Its group general manager airlines, Rob Fyfe, is enthusiastic about the way new technology is allowing him to streamline the travelling process and to reduce costs. "We are," he says, "very committed to the process."
Part one of Iata's masterplan is to eliminate paper tickets by 2007, a move expected to save airlines US$2.7 billion ($3.7 billion) a year, as well as making life easier for passengers.
At the moment that target seems a long way off - at present only 35 per cent of tickets worldwide are issued electronically - but the proportion has more than trebled in the past three years and the trend is accelerating.
New Zealanders have flocked to electronic tickets, attracted by the lower prices and the advantage of being able to book from home instead of having to visit a travel agent.

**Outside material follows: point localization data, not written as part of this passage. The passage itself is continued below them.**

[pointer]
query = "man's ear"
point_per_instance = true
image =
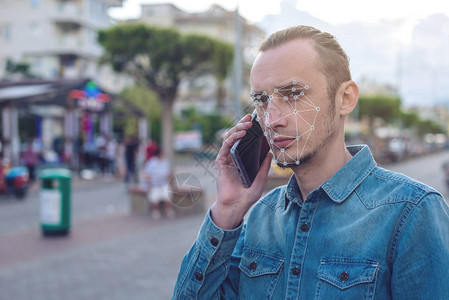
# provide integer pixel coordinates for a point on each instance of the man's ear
(349, 97)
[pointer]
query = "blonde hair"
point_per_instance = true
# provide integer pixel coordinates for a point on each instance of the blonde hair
(332, 59)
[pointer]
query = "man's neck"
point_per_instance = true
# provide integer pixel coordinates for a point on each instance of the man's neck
(320, 168)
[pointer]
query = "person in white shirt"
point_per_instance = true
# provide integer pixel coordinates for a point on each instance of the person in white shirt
(157, 176)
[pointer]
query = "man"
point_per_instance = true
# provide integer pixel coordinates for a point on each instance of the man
(342, 228)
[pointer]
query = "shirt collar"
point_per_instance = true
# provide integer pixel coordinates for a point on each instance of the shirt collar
(344, 182)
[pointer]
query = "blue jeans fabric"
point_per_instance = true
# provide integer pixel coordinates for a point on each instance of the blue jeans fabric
(366, 233)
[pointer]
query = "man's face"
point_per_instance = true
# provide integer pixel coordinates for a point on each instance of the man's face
(290, 95)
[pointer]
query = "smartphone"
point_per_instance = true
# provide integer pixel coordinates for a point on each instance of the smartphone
(249, 152)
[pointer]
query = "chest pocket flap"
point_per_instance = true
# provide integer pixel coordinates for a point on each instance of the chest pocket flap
(344, 273)
(254, 263)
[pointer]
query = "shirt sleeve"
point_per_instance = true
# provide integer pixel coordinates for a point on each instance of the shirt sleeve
(205, 270)
(420, 267)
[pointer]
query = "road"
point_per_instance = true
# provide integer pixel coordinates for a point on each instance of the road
(111, 253)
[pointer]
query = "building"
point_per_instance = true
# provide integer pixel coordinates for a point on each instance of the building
(56, 38)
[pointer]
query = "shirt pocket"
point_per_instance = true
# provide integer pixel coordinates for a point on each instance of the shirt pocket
(345, 278)
(260, 273)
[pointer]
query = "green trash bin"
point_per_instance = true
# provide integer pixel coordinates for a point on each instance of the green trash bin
(55, 201)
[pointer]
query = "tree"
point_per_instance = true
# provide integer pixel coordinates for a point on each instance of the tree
(148, 103)
(158, 58)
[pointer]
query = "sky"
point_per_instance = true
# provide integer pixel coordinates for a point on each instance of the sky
(331, 11)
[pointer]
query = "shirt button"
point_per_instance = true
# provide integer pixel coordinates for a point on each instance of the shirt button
(304, 227)
(344, 276)
(214, 242)
(199, 276)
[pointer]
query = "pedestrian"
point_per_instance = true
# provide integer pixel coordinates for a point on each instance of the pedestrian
(131, 148)
(157, 176)
(150, 148)
(342, 228)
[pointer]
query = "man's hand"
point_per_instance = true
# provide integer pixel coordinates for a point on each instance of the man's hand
(233, 198)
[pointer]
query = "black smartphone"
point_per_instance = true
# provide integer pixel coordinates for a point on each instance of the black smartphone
(249, 152)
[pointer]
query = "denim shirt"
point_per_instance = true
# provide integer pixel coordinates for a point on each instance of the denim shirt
(366, 233)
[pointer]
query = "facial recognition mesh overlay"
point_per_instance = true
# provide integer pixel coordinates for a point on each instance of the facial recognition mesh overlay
(289, 102)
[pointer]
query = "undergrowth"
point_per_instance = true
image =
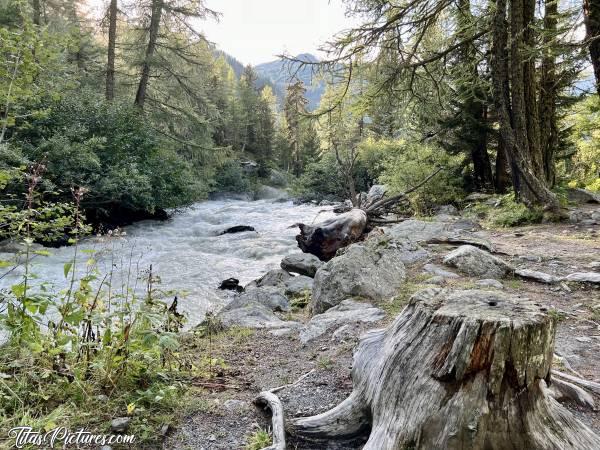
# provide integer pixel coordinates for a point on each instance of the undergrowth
(105, 345)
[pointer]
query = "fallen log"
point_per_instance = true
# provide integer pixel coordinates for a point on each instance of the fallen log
(271, 401)
(326, 238)
(455, 370)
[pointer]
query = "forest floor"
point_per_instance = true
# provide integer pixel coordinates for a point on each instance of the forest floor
(251, 361)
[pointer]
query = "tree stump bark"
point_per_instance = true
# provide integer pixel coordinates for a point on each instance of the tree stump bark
(455, 370)
(325, 238)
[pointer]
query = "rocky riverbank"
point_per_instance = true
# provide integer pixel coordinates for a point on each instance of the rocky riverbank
(297, 326)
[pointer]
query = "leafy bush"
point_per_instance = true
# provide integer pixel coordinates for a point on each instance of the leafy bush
(259, 439)
(407, 163)
(506, 212)
(107, 148)
(230, 177)
(85, 354)
(322, 179)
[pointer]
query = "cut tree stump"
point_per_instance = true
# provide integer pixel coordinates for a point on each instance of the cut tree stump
(325, 238)
(455, 370)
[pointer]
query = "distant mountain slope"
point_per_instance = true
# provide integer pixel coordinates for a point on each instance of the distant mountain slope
(262, 81)
(279, 73)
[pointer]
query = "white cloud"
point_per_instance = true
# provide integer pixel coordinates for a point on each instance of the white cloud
(254, 31)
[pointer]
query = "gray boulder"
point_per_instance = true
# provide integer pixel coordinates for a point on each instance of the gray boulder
(439, 271)
(253, 315)
(438, 280)
(476, 262)
(449, 210)
(302, 263)
(268, 296)
(534, 275)
(274, 278)
(298, 285)
(489, 282)
(347, 312)
(584, 277)
(582, 196)
(373, 272)
(418, 230)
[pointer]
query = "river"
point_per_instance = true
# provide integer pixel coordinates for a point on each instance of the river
(187, 253)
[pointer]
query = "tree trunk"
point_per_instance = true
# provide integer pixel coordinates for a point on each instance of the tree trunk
(482, 167)
(530, 90)
(324, 239)
(157, 7)
(591, 12)
(527, 184)
(549, 136)
(37, 12)
(474, 107)
(502, 177)
(455, 370)
(112, 40)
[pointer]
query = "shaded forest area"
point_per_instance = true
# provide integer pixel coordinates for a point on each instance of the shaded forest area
(427, 106)
(145, 114)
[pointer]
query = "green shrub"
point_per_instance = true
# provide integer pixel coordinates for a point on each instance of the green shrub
(259, 439)
(407, 163)
(108, 148)
(80, 356)
(506, 213)
(230, 177)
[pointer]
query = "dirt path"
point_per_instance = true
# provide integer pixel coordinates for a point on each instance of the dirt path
(252, 361)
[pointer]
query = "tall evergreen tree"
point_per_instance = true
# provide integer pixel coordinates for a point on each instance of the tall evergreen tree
(294, 107)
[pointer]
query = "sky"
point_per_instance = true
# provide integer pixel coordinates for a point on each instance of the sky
(255, 31)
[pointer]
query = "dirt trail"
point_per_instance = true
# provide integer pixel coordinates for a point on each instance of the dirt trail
(260, 360)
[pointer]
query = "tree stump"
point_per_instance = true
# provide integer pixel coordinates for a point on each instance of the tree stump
(456, 370)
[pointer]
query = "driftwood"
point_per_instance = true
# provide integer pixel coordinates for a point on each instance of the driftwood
(271, 401)
(324, 239)
(455, 370)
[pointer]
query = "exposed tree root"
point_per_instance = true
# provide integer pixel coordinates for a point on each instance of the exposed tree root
(271, 401)
(455, 370)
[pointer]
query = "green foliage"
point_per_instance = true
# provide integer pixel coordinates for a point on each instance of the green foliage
(320, 180)
(514, 214)
(230, 177)
(259, 439)
(108, 148)
(506, 213)
(407, 163)
(105, 352)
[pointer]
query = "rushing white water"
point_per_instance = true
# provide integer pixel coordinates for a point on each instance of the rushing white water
(187, 253)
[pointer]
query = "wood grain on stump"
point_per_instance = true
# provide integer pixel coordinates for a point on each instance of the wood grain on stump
(456, 370)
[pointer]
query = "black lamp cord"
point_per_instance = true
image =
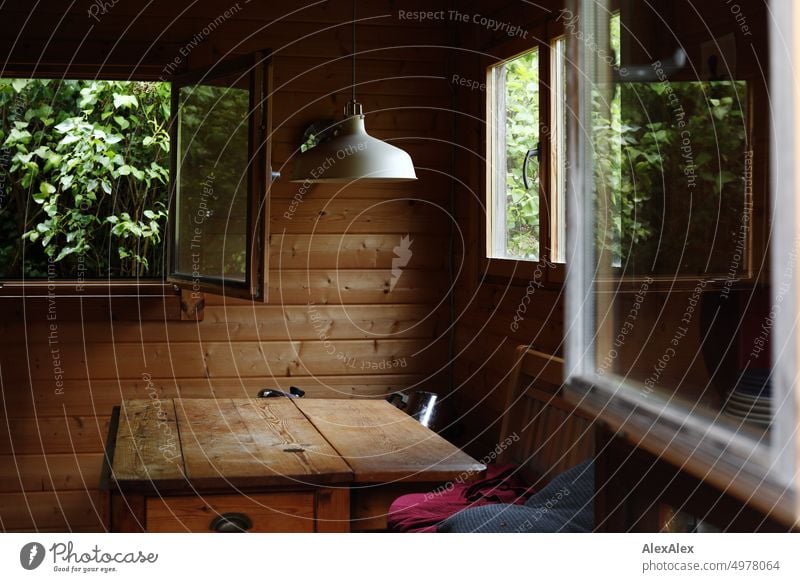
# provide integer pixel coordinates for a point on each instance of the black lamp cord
(354, 50)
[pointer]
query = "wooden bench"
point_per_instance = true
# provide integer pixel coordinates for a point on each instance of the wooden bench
(548, 434)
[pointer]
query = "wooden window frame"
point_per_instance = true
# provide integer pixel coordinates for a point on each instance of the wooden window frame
(17, 288)
(258, 67)
(546, 268)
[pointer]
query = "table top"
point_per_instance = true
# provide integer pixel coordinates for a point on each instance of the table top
(224, 443)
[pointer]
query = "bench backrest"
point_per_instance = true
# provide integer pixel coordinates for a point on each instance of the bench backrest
(545, 434)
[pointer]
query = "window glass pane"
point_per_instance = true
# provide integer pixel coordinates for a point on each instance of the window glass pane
(558, 162)
(681, 296)
(212, 180)
(522, 136)
(514, 150)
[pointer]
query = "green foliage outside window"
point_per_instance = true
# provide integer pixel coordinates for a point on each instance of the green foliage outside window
(669, 160)
(522, 134)
(85, 177)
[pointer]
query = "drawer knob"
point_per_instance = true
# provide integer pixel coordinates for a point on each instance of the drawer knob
(231, 523)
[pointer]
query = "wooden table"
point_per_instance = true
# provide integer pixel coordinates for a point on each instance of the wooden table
(273, 464)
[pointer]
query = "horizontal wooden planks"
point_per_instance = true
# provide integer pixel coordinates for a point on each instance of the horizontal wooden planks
(51, 510)
(63, 472)
(237, 323)
(371, 251)
(54, 435)
(224, 359)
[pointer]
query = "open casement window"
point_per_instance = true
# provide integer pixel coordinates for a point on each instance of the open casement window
(220, 178)
(681, 318)
(526, 153)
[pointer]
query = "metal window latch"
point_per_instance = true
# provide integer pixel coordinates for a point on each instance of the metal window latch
(294, 392)
(535, 152)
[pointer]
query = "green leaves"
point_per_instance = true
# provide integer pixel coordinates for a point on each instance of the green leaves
(97, 172)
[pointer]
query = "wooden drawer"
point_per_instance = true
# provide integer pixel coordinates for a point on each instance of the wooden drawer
(268, 512)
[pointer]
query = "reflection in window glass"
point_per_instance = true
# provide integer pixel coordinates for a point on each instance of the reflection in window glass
(212, 182)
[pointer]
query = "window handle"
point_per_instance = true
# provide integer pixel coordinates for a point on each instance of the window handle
(535, 152)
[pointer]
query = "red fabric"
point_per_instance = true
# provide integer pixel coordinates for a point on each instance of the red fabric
(422, 512)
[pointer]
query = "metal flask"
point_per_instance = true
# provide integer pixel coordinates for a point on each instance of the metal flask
(423, 407)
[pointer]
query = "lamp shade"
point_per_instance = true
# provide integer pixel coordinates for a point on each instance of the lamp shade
(352, 154)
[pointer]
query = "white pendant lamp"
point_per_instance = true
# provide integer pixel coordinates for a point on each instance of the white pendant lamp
(352, 154)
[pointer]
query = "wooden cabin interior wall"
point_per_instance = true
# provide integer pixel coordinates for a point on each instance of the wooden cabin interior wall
(487, 303)
(330, 277)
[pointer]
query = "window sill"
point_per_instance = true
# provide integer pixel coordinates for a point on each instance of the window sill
(522, 273)
(145, 300)
(19, 289)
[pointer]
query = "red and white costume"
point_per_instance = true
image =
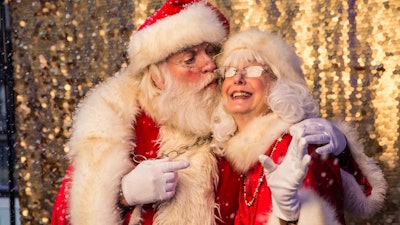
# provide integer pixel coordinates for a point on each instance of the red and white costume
(118, 118)
(327, 189)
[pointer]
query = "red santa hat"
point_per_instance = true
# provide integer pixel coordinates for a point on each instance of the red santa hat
(176, 25)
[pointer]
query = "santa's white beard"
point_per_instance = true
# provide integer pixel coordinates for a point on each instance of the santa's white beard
(188, 106)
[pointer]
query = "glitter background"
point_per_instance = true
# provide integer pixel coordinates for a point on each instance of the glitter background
(351, 53)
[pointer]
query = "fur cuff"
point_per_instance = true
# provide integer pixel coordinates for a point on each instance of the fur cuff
(356, 202)
(314, 210)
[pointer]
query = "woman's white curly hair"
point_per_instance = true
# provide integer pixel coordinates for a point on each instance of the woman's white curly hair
(289, 96)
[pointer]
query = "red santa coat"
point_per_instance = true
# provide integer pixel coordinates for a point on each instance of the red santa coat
(325, 187)
(101, 144)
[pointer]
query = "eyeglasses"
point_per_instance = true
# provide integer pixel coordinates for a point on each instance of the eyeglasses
(189, 58)
(250, 71)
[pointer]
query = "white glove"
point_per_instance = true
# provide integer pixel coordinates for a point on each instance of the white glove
(285, 179)
(322, 132)
(151, 181)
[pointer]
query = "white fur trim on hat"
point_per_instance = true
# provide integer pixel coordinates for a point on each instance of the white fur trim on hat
(193, 25)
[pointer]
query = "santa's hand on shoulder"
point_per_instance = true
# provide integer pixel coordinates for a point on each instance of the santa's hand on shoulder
(152, 181)
(320, 131)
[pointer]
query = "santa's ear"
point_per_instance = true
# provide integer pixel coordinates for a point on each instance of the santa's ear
(156, 76)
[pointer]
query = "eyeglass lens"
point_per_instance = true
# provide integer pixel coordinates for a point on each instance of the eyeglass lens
(189, 58)
(250, 71)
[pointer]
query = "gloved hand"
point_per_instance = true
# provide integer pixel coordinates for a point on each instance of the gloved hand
(285, 179)
(322, 132)
(151, 181)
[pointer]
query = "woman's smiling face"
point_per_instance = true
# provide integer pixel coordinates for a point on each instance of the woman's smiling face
(246, 96)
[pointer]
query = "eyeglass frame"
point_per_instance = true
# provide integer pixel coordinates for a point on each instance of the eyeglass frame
(222, 71)
(184, 64)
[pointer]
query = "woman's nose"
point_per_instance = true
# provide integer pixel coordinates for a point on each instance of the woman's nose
(209, 64)
(238, 78)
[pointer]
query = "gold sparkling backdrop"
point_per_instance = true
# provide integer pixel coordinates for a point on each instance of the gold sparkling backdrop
(351, 53)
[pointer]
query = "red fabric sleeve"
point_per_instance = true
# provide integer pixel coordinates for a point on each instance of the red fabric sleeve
(60, 208)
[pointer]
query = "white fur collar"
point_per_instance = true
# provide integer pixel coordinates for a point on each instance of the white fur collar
(243, 149)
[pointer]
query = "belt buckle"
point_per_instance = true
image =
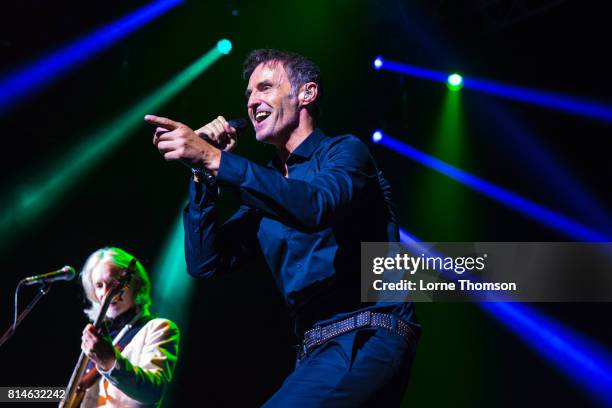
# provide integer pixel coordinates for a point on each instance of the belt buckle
(363, 319)
(318, 335)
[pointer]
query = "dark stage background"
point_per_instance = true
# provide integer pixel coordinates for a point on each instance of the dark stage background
(237, 337)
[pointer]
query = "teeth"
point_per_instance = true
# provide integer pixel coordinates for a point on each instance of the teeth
(261, 115)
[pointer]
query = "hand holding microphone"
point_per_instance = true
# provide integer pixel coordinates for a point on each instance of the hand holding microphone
(221, 133)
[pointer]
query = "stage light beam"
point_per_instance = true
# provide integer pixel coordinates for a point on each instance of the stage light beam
(550, 100)
(27, 202)
(26, 80)
(454, 82)
(537, 212)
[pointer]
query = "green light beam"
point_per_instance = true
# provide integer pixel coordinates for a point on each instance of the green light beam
(30, 201)
(445, 208)
(172, 285)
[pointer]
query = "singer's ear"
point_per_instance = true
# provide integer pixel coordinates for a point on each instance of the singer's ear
(309, 93)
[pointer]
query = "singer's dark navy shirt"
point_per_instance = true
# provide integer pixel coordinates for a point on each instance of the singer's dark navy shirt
(308, 226)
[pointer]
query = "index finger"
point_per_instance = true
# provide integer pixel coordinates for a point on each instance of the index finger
(162, 122)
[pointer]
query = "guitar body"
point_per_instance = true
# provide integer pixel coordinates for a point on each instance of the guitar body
(78, 385)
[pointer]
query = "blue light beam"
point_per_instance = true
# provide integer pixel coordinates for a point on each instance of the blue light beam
(527, 207)
(22, 82)
(551, 100)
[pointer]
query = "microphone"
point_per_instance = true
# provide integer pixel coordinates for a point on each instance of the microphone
(240, 124)
(66, 273)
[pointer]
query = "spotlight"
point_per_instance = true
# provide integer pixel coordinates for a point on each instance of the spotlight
(454, 82)
(377, 136)
(377, 63)
(224, 46)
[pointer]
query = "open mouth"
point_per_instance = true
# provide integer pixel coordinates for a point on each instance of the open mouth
(261, 116)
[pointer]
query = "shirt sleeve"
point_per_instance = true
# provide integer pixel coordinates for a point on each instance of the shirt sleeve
(210, 247)
(346, 170)
(147, 381)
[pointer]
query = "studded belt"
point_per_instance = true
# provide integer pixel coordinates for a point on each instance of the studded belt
(320, 334)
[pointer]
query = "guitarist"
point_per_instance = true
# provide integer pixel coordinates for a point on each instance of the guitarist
(132, 361)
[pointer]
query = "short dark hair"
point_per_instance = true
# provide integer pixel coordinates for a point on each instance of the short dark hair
(300, 70)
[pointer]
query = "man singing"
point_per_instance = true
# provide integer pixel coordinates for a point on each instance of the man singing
(307, 212)
(136, 361)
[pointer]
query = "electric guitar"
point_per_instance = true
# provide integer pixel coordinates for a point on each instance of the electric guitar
(75, 391)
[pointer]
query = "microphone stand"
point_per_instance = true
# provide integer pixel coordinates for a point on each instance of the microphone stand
(42, 290)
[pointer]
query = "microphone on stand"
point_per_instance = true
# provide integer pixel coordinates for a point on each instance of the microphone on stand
(66, 273)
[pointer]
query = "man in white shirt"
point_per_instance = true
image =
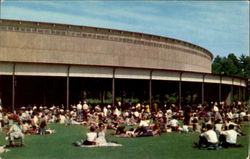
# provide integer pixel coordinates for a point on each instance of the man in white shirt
(79, 111)
(85, 110)
(228, 138)
(208, 138)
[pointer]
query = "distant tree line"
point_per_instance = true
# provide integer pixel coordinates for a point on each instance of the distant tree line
(232, 65)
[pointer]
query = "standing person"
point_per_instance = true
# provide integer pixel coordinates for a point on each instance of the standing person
(79, 111)
(187, 115)
(85, 110)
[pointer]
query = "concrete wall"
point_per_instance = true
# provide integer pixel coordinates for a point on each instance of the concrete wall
(62, 44)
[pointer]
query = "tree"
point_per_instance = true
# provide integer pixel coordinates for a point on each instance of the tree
(232, 66)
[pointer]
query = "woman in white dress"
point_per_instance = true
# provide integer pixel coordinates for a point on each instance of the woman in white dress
(101, 139)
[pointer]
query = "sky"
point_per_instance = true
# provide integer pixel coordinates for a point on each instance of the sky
(222, 27)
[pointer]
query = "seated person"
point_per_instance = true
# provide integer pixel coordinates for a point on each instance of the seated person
(42, 125)
(208, 138)
(174, 124)
(91, 137)
(196, 125)
(120, 130)
(228, 138)
(100, 140)
(15, 132)
(218, 126)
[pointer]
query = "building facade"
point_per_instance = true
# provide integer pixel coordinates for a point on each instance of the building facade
(45, 63)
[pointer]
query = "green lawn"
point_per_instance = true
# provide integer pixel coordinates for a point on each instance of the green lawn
(167, 146)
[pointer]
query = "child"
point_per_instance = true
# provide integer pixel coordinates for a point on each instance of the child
(91, 137)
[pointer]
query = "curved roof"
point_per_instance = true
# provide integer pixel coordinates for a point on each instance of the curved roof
(111, 31)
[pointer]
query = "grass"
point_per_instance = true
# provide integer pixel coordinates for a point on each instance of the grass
(167, 146)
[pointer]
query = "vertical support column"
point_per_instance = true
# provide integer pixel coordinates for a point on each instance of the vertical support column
(232, 94)
(179, 92)
(113, 88)
(13, 88)
(44, 87)
(202, 90)
(239, 93)
(150, 88)
(67, 91)
(220, 91)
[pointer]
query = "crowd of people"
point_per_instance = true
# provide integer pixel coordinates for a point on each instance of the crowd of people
(219, 124)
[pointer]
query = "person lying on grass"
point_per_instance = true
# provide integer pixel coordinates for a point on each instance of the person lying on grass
(228, 138)
(141, 131)
(207, 138)
(15, 132)
(91, 137)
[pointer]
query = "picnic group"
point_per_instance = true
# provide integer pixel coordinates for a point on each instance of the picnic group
(218, 124)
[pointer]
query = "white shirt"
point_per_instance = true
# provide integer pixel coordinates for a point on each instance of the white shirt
(211, 136)
(105, 111)
(85, 106)
(91, 136)
(79, 106)
(231, 136)
(218, 127)
(174, 123)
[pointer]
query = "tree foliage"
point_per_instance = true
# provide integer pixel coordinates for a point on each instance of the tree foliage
(232, 65)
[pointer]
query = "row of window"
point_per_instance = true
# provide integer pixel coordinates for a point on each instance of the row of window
(99, 36)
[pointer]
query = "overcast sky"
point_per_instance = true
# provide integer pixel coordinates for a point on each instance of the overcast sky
(219, 26)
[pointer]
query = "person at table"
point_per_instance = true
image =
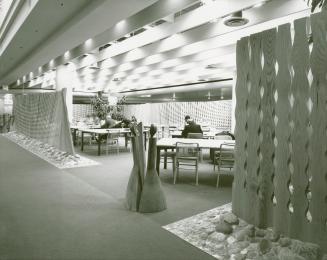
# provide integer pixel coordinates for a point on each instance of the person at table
(191, 127)
(108, 122)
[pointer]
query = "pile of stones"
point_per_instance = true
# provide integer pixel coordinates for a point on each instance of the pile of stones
(239, 240)
(225, 236)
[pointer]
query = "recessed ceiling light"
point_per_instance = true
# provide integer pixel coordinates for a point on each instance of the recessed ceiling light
(235, 19)
(259, 4)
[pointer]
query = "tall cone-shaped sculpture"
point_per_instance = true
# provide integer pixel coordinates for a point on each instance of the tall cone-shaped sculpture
(136, 179)
(152, 197)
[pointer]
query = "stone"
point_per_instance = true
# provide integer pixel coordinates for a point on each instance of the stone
(230, 218)
(237, 257)
(260, 232)
(308, 251)
(250, 229)
(287, 254)
(284, 241)
(273, 236)
(241, 234)
(237, 247)
(264, 245)
(216, 237)
(224, 228)
(231, 240)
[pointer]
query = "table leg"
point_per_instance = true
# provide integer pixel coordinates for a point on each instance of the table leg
(99, 145)
(82, 146)
(126, 140)
(165, 160)
(158, 160)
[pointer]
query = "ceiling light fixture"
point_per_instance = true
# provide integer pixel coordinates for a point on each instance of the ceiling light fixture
(235, 19)
(259, 4)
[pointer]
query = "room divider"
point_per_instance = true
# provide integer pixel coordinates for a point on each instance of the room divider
(281, 138)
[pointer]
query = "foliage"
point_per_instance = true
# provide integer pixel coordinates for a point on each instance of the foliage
(102, 108)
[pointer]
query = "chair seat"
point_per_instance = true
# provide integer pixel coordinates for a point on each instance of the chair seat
(188, 158)
(168, 153)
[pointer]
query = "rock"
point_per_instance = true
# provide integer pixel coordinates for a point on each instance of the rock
(287, 254)
(237, 247)
(260, 232)
(216, 237)
(241, 235)
(264, 245)
(273, 236)
(308, 251)
(250, 230)
(237, 257)
(284, 241)
(210, 230)
(252, 254)
(224, 228)
(230, 218)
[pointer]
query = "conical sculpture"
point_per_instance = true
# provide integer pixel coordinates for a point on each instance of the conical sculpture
(152, 198)
(136, 179)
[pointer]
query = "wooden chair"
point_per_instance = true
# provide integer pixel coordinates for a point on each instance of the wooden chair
(224, 158)
(195, 135)
(187, 155)
(113, 139)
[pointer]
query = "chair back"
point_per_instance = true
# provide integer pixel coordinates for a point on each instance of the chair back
(223, 137)
(226, 156)
(195, 135)
(187, 150)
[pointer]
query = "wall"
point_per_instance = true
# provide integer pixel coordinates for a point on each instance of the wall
(214, 113)
(281, 139)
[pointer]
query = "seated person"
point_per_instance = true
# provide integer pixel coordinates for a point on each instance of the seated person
(108, 122)
(192, 127)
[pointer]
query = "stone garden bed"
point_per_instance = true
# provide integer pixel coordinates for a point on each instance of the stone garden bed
(224, 236)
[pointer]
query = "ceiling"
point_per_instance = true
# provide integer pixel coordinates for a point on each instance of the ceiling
(148, 51)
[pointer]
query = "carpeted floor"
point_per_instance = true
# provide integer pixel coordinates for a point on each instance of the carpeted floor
(47, 213)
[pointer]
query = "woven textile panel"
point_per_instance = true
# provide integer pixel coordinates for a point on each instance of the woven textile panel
(213, 113)
(281, 139)
(43, 116)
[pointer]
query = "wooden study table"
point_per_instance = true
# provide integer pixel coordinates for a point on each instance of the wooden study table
(169, 143)
(104, 131)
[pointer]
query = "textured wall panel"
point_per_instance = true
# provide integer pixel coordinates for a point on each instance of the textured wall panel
(241, 127)
(282, 151)
(267, 138)
(253, 127)
(299, 136)
(318, 162)
(288, 167)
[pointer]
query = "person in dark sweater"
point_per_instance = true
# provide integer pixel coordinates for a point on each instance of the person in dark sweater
(192, 127)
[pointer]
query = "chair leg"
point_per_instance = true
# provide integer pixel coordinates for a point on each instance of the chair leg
(177, 172)
(197, 174)
(217, 184)
(174, 168)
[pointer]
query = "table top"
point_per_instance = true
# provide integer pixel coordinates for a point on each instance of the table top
(203, 143)
(107, 130)
(205, 134)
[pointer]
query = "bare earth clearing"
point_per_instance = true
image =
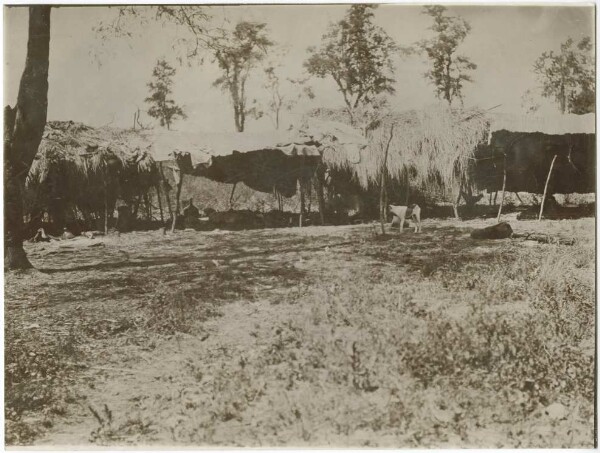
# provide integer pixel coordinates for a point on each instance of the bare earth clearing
(321, 336)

Already 95 per cent of Air New Zealand's domestic bookings are made electronically, and the airline encourages the use of electronic tickets on international flights where it is the sole carrier. It has just started negotiating with other airlines on inter-airline electronic ticketing, the first step being a deal with Air Canada.
"So," says Fyfe, "if you're doing a journey all the way with Air New Zealand and Air Canada you can have an electronic ticket all the way through."
That is likely to expand rapidly over the next few months. "We're committed within Star Alliance to having inter-airline electronic ticketing with all the alliance partners by the end of the year and that will cover the majority of our passengers," he says. "After that we'll just tick off the other airlines our passengers use in order of priority."
The enthusiasm for electronic tickets is at least partly because it is clumsy to get the financial information - especially the details about how the money from a journey involving more than one airline is to be shared - off the old paper coupons.